What about sending over large CLOB data? Can Melta...
# best-practices
p
What about sending over large CLOB data? Can Meltano/Singer do this? I have some cases of large documents stored in CLOB columns in database where fields may have many MB. I saw 40 MB in one case, but I do not know what is the upper limit. How does this translate to Meltano and Singer limitations? Will I hit some hard-coded limits? As I understand, all data is being sent as JSON. I don't think JSON specification itself has any limit, but I imagine that there may be practical issues with how particular python handle large data including buffering and other issues. Please share best practices and if you know of practical limitations, please share them. Scenario: I am copying from tap-oracle to target-oracle.

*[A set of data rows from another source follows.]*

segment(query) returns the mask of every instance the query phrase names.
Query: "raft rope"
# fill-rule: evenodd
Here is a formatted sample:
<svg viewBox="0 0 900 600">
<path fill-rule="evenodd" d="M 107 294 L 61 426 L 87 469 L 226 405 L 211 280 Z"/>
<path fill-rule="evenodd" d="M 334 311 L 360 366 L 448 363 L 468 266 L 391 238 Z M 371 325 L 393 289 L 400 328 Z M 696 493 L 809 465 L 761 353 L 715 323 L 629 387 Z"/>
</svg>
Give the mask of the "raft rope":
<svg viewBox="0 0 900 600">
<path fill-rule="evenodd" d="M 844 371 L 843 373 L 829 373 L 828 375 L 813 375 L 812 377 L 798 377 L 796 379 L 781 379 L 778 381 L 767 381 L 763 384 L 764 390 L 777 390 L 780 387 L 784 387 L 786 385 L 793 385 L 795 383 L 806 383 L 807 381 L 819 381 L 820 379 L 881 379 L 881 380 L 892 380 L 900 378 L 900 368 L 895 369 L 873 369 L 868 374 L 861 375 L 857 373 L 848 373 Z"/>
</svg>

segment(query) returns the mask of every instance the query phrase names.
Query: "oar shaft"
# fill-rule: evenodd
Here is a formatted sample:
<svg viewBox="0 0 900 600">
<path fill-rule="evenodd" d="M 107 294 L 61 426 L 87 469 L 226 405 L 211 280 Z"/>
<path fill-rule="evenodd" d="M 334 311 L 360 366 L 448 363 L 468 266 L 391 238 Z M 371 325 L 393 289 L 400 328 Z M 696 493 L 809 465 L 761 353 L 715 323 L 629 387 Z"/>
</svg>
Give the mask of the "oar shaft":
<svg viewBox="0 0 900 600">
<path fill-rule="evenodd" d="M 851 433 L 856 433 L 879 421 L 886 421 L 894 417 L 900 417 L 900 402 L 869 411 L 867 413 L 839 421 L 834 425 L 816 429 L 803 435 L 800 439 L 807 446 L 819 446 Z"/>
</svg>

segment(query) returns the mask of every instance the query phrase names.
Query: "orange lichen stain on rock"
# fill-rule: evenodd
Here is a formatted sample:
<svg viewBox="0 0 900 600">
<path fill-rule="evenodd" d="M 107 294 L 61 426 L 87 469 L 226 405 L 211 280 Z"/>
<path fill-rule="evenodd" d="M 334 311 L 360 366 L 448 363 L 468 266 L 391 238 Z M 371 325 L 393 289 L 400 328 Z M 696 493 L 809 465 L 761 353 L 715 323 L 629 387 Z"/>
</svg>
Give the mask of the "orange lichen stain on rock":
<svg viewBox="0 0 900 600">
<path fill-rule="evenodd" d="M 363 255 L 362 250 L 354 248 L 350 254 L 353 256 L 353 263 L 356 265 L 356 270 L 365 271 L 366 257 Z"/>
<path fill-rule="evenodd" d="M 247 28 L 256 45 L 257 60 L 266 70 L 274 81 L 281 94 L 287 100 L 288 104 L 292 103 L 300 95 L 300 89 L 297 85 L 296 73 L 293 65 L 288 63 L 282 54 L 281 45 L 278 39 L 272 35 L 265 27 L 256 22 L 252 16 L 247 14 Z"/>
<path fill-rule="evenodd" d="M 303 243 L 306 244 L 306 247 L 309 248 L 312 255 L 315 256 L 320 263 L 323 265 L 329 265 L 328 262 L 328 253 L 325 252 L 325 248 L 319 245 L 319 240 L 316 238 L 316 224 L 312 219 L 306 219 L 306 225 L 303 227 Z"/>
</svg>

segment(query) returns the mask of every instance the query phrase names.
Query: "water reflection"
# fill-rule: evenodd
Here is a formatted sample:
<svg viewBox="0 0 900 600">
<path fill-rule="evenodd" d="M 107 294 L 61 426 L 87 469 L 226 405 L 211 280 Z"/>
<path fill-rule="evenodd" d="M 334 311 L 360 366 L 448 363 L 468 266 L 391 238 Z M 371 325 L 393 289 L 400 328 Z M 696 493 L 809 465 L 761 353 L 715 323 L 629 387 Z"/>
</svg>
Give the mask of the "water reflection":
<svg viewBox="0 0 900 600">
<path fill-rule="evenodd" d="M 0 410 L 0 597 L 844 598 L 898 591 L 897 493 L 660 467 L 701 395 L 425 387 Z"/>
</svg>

I see that target-oracle does not handle CLOBS correctly: it translates them to VARCHAR. I saw the client is hard-coded to use thin client. I am thinking to follow advice from @Edgar Ramírez (Arch.dev) and fork it to use thick client rather than thin, hoping this resolves the issue. But I assume I might hit various other issues down the road. Maybe the translation from CLOB to VARCHAR is not a mistake, but a way to overcome some problem? Before going too far and hitting some wall, I want to check what is awaiting me there. Any feedback is more than welcome.
e
I think Postgres' BYTEA is equivalent to Oracle's CLOB? If so, what target-postgres uses to decide to create a BYTEA column for a field is the presence of
"contentEncoding": "base16"
in the schema. https://github.com/MeltanoLabs/target-postgres/blob/1ffe556b4bfa5369646c43e322c1f46ef60634d9/target_postgres/connector.py#L62-L67 If that's implemented in target-oracle, then it'd be a matter of adding that annotation with the schema extra, or even better update tap-oracle to emit it when discovering the database catalog.
p
No, I think that's equivalent to BLOB. CLOBs are instead, basically very large strings - for instance, it can be a large document, utf-8 encoded. Meanwhile I have done the fork I was talking about and now I am testing. Smaller CLOBs are being copied fine but the table with larger CLOBs (some of them are a few MB) takes forever. The first 10,000 rows took 1 hour... still waiting to complete test. At least no errors seen yet, but I need to somehow optimize this. I will shoot a separate message, as now this is about performance.